The rally was fuelled by a plethora of research from Wall Street firms, purporting to show the lack of historical correlation between stocks and commodities. What Wall Street forgot was that prior to this decade, investment in commodities was out of reach for most people, due to the complexity of the futures markets and difficulty in gaining the over-the-counter access required. Then, exchange-traded funds came along, and suddenly investors could buy and sell commodities with the click of a mouse. By mid-2008, ETF investors had poured billions into commodities in just a few months. As the financial crisis worsened and stock and bond prices collapsed, ETF investors with margin calls to cover found it as easy to get out of commodities as anything else.
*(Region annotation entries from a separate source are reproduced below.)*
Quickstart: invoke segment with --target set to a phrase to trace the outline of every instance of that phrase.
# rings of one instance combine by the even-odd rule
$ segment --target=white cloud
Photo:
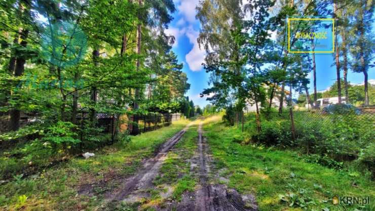
[[[178,21],[177,22],[177,23],[176,25],[177,26],[183,26],[186,23],[186,21],[185,21],[185,19],[184,19],[183,18],[181,18],[179,20],[178,20]]]
[[[276,31],[271,31],[270,30],[269,30],[267,31],[269,34],[271,34],[271,39],[276,41],[276,37],[277,36],[277,32]]]
[[[206,100],[206,99],[207,98],[211,98],[211,97],[213,97],[214,95],[215,95],[215,94],[214,93],[210,93],[209,95],[204,95],[203,96],[203,97],[201,98],[201,94],[195,94],[195,95],[192,95],[192,96],[191,96],[191,95],[190,96],[189,96],[189,99],[190,100],[192,100],[193,101],[199,100],[201,100],[201,99],[204,99],[204,100]]]
[[[188,22],[194,23],[197,21],[195,7],[199,3],[199,0],[181,0],[180,2],[181,4],[177,6],[179,13],[183,15]]]
[[[185,59],[190,69],[193,71],[202,70],[202,63],[204,62],[206,55],[205,51],[199,48],[197,41],[199,35],[199,32],[194,30],[192,26],[186,29],[186,35],[193,46],[193,49],[185,56]]]
[[[182,29],[178,29],[177,28],[169,27],[167,29],[165,29],[165,34],[167,35],[173,35],[175,38],[174,43],[173,44],[172,47],[176,47],[178,45],[178,39],[180,36],[185,33],[185,28]]]

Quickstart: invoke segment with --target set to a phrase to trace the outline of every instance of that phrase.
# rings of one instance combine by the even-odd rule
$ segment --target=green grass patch
[[[0,185],[0,209],[95,209],[103,202],[101,194],[119,185],[117,177],[133,174],[142,159],[152,156],[157,147],[189,121],[181,120],[171,126],[132,137],[128,144],[119,143],[94,151],[95,155],[88,159],[72,158],[24,179],[15,175],[11,181]],[[94,188],[95,196],[78,194],[80,187],[101,182],[104,187]]]
[[[255,194],[259,210],[375,210],[375,183],[359,173],[307,162],[292,151],[241,145],[245,134],[218,122],[204,129],[221,176],[240,192]],[[335,195],[369,196],[370,204],[333,205]]]
[[[189,176],[184,176],[178,181],[172,195],[172,198],[181,201],[182,193],[185,191],[194,191],[195,189],[196,180]]]

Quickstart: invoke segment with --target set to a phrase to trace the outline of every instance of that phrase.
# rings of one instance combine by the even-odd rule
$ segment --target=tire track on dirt
[[[200,188],[196,192],[195,210],[196,211],[257,210],[257,207],[253,196],[246,196],[247,201],[248,201],[245,205],[242,197],[235,190],[228,189],[224,185],[211,185],[209,183],[208,174],[210,170],[208,163],[210,158],[206,156],[207,154],[207,140],[203,137],[202,125],[201,123],[198,129],[199,176]],[[250,204],[248,204],[249,202]]]
[[[168,152],[179,141],[193,123],[191,122],[188,124],[183,129],[163,144],[157,155],[144,161],[143,167],[135,175],[124,181],[124,184],[120,188],[107,194],[106,196],[107,203],[124,200],[137,190],[144,190],[153,187],[152,181],[157,176],[163,162],[167,157]]]

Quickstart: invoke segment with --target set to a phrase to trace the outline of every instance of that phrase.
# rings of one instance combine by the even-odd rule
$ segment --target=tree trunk
[[[78,80],[78,73],[76,72],[74,74],[74,81]],[[77,87],[74,88],[73,93],[73,107],[71,111],[71,122],[76,124],[77,121],[77,107],[78,106],[78,93]]]
[[[276,83],[274,84],[272,87],[272,90],[271,92],[271,96],[270,96],[270,104],[268,105],[268,108],[271,109],[272,106],[272,100],[274,98],[274,95],[275,95],[275,89],[276,87]]]
[[[364,105],[367,106],[369,105],[368,83],[368,74],[365,70],[363,71],[363,74],[364,75]]]
[[[121,56],[123,56],[124,54],[125,53],[125,51],[126,51],[126,44],[127,42],[128,41],[127,38],[126,38],[126,34],[124,34],[124,35],[123,36],[122,38],[122,45],[121,45]]]
[[[292,139],[294,140],[295,139],[295,126],[294,126],[294,117],[293,115],[293,101],[292,101],[292,86],[290,85],[290,90],[289,90],[289,104],[290,107],[289,108],[289,114],[290,115],[290,126],[292,132]]]
[[[334,18],[337,17],[337,5],[335,1],[333,1],[333,15]],[[340,76],[340,61],[339,55],[339,43],[338,42],[337,33],[334,35],[334,43],[336,45],[336,74],[337,75],[338,97],[339,103],[341,103],[341,77]]]
[[[18,44],[18,34],[16,34],[15,35],[14,39],[13,39],[13,44],[14,45]],[[13,52],[13,51],[12,51]],[[15,54],[12,54],[13,55],[9,59],[9,65],[8,66],[8,70],[9,74],[13,75],[14,74],[14,71],[16,68],[16,56]]]
[[[281,114],[283,112],[283,107],[284,107],[284,97],[285,95],[284,92],[285,91],[285,82],[283,82],[281,85],[281,93],[280,96],[280,104],[279,105],[279,114]]]
[[[361,26],[360,27],[360,29],[359,30],[360,32],[360,37],[365,37],[365,27],[364,26],[363,24],[363,18],[362,18],[362,20],[361,20]],[[364,46],[364,42],[363,41],[361,41],[361,44],[360,44],[360,62],[361,62],[361,67],[362,68],[362,72],[363,73],[363,75],[364,75],[364,105],[366,106],[367,106],[369,105],[369,101],[368,99],[368,85],[367,83],[367,80],[368,79],[368,75],[367,74],[367,70],[366,69],[365,67],[365,60],[364,60],[364,49],[366,48],[366,47]]]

As a result, the Dow Jones AIG Commodities Index plummeted 37 per cent in 2008. “When people start buying an asset, the act of them diversifying ultimately makes the asset less of a diversifier,” summarises Pimco’s Bhansali. What happened to commodities also happened to tactical asset allocation, the Citi paper points out. “Through [the 1990s], tactical asset allocation was marginalised into futures overlay products, which were difficult to sell, given the inevitable episodes of underperformance elicited a cash call. Strategic asset allocation (SAA) in that period was left to the asset consultants, plan sponsors and product specialists. In recent years, the pendulum has shifted again, with multi-sector strategies enjoying a renaissance.” In a client note earlier this year, Watson Wyatt warned funds to review the suitability of their existing SAA before rebalancing, following severely negative returns which left many funds substantially underweight to risky assets.
“We think that it’s true that you should be focused on current conditions but we don’t think that means you abandon your long-term strategic asset allocation process,” says Ross Barry, head of portfolio construction at Watson Wyatt. “As far as diversification goes, we don’t think that’s dead either, in fact we think the crisis serves to underscore the importance of genuine diversification. More specifically, the problem going into the crisis was that people didn’t appreciate how connected many of the markets are or can become in stressed conditions.” In many cases, the crux of the problem lay in the lack of transparency within many of the so-called alternative structures being invested in. Without this transparency, funds were unable to understand the underlying sources of risk and return of their investments. “Three or four years ago we started to see, particularly within fund of hedge funds, that there were increasing exposures to leveraged credit and also to equity beta (equity market risk) in those portfolios,” Ross says.